You might well think "does it need saying"? Actually it does. There are a lot of smitten Trollopians out there who are convinced that their hero was the greatest writer of the 19th century, and that he compares favourably to just about everyone, but especially to Dickens. That's why I'm thrilled every time a Dickens fan hits back. To be fair, though, Dickens and Trollope have very little in common, and there's no real reason to compare them.

I have read two Trollope novels, "The Way We Live Now" and "Can You Forgive Her?". Now, that's not a very high percentage of the author's work, I agree, but as they are both supposed to be among his best work ("Can You Forgive Her?" is one of the famed Palliser novels), and as I have also sat through the very - er - thorough TV adaptation "Barchester Towers" and the more pacy Andrew Davies adaptation of "He Knew He Was Right", I think I have enough to go on to see a pattern of sorts. Trollope's genre seems to be the comedy of manners, where the author casts a more or less indulgent eye on his characters and chuckles "What fools these mortals be". Dickens, on the other hand, writes epic drama (except perhaps in the case of "The Pickwick Papers"). He digs deeper and is more dramatic and colourful because the genre requires it. To compare Trollope and Dickens novels is a bit like comparing the films "When Harry Met Sally" and "Chariots Of Fire". Trollope is less of a poor man's Dickens than a poor man's Thackeray - if the latter's "Vanity Fair" is anything to go by.

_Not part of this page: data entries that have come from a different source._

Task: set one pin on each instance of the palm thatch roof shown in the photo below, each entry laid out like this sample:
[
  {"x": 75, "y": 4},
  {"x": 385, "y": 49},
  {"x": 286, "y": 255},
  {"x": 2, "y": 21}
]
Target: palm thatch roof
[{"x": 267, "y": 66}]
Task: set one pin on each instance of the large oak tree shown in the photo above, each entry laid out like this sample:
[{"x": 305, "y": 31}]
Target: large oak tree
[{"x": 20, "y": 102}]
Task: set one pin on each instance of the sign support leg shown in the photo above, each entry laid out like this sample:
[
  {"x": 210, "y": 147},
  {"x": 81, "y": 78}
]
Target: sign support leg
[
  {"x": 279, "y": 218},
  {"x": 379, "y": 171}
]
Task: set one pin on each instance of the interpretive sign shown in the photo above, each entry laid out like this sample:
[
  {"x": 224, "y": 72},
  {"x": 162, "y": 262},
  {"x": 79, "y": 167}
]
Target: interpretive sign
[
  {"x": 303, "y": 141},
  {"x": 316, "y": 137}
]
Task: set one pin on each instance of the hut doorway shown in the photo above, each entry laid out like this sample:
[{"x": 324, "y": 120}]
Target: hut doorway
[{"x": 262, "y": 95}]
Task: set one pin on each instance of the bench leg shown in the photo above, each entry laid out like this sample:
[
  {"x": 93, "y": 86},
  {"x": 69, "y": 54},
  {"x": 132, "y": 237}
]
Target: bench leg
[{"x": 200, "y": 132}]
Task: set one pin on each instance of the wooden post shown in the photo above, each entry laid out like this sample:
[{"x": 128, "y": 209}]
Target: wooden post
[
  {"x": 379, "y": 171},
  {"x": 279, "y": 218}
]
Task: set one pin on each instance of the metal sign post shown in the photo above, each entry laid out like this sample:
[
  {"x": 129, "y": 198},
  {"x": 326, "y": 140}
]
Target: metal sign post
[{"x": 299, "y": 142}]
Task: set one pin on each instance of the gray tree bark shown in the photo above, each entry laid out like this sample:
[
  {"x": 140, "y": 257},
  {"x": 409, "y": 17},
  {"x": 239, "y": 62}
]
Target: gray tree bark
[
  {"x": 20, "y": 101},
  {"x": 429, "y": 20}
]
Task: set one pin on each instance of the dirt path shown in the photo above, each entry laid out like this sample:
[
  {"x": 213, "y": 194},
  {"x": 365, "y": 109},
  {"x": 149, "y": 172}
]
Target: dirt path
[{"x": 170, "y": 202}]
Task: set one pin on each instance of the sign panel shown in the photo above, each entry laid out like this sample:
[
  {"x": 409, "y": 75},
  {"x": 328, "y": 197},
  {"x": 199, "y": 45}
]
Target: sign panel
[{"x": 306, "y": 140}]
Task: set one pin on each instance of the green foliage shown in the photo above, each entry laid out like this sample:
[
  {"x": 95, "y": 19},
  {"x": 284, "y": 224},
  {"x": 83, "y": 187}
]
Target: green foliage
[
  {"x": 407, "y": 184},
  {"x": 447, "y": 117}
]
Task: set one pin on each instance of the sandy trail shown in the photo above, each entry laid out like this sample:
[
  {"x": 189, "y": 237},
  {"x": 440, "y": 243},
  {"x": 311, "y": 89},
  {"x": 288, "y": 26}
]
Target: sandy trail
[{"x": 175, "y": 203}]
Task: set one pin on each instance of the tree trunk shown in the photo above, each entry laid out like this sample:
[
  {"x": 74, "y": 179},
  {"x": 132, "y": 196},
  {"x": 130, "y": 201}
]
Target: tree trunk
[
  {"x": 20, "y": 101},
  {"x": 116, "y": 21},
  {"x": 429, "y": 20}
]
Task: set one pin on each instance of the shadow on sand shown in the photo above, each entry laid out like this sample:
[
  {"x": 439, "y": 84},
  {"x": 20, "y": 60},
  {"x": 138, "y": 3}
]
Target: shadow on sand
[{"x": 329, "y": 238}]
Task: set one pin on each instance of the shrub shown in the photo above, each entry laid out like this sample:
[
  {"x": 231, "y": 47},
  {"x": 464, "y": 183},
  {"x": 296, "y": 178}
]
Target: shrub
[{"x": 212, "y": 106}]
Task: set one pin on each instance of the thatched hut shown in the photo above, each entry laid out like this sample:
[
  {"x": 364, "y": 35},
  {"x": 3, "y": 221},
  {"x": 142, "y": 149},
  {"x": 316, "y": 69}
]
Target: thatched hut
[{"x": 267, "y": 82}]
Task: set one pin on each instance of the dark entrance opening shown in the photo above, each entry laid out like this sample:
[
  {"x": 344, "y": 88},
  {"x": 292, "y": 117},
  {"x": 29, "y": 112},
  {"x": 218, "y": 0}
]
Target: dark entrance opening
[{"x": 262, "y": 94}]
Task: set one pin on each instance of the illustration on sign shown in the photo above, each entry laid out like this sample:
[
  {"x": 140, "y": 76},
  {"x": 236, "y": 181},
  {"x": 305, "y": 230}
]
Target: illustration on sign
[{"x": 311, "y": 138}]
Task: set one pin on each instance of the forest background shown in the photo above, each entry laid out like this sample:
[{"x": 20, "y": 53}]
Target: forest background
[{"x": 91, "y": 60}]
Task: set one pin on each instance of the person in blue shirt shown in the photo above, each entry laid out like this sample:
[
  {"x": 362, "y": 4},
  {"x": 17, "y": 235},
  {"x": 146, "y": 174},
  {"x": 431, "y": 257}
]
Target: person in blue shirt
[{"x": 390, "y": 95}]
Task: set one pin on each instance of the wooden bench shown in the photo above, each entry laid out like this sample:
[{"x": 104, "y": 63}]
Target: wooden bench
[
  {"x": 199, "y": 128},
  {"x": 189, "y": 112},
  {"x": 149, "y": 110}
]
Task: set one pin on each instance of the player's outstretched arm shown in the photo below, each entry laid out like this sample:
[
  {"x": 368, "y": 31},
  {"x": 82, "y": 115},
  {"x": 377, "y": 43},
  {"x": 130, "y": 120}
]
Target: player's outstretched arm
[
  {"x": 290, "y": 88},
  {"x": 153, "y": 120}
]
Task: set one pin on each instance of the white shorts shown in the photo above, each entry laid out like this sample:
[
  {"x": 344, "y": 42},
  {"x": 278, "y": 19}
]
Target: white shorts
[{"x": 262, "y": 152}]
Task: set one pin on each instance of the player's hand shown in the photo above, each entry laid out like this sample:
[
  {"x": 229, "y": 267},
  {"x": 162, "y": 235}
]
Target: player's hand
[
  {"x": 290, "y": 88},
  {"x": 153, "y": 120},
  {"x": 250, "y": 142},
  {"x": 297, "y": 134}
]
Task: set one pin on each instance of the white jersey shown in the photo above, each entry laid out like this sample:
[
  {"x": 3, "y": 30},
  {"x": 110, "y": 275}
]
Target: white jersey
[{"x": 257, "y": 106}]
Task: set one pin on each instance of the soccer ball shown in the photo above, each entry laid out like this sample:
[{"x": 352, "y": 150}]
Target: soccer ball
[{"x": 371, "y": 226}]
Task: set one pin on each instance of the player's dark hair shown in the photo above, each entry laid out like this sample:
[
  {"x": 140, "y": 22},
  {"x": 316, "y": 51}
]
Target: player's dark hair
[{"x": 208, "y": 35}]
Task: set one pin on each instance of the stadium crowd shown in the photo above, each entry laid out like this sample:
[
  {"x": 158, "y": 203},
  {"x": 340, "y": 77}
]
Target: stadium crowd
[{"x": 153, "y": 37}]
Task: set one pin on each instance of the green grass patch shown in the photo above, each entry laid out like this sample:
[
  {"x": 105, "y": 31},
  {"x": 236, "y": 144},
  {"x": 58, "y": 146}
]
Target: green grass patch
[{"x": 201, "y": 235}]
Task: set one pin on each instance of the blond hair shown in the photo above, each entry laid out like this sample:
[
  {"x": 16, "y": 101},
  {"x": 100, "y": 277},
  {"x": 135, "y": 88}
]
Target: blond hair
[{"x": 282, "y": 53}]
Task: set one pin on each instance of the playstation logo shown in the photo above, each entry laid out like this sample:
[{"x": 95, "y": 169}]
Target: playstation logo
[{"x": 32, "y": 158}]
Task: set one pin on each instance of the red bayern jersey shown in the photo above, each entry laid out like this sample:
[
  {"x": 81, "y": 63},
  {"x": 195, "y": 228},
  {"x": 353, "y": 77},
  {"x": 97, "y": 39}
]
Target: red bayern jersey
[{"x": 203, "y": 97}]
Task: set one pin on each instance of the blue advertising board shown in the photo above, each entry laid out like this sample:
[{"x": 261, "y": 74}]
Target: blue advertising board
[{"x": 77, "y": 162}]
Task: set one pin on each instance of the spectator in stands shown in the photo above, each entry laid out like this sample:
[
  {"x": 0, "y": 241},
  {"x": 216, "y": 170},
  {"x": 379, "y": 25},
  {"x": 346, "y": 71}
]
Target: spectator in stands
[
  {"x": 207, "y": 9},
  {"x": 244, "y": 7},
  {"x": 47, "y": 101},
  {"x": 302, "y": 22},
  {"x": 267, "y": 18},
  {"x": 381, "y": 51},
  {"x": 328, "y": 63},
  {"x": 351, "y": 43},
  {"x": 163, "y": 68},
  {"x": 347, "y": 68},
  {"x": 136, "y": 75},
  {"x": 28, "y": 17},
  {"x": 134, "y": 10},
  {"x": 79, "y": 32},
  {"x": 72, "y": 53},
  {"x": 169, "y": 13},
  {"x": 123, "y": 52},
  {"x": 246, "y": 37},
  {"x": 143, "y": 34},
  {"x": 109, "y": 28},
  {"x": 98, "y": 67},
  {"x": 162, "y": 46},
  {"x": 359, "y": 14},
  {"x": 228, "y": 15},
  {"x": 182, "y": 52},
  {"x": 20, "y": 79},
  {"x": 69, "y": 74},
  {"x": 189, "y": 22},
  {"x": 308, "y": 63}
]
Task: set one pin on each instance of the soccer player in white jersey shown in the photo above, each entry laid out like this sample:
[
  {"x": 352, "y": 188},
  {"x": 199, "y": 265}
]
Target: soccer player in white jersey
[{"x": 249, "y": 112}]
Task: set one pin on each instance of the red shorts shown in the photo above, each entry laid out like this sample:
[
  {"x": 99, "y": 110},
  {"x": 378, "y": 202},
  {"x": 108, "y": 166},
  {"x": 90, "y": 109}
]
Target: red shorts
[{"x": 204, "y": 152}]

Also, Dickens is one of the giants of English literature. You wouldn't dismiss a modern author because he/she was not as good as Dickens. It's hard on Trollope that he should be dismissed for that reason, only because he happens to have been roughly contemporary with the great man. It's like criticising an Elizabethan playwright for not being as good as Shakespeare. It is possible to be very, very good and still not be able to compare with the author of "Great Expectations", "David Copperfield" and "Bleak House".

Having said all that, Trollope has himself and his fans to blame. Trollope satirised Dickens as "Mr Popular Sentiment", but didn't find it beneath him to imitate a typically Dickensian way of villain-naming, thus very unwisely inviting comparisons. (Obadiah Slope - Old Testament first name and one-syllable, unglamorous family name - geddit?) And I'm still not quite convinced that I think Trollope is particularly good, quite apart from how he compares to Dickens and the other towering writers of the 19th century (though I'm willing to give him a few more tries). His characters are so frightfully ordinary in their preoccupations and ditherings. Maybe this is why so many people like him - you would be more likely to run into a typical Trollopian character in real life than a typical Dickensian one. More's the pity.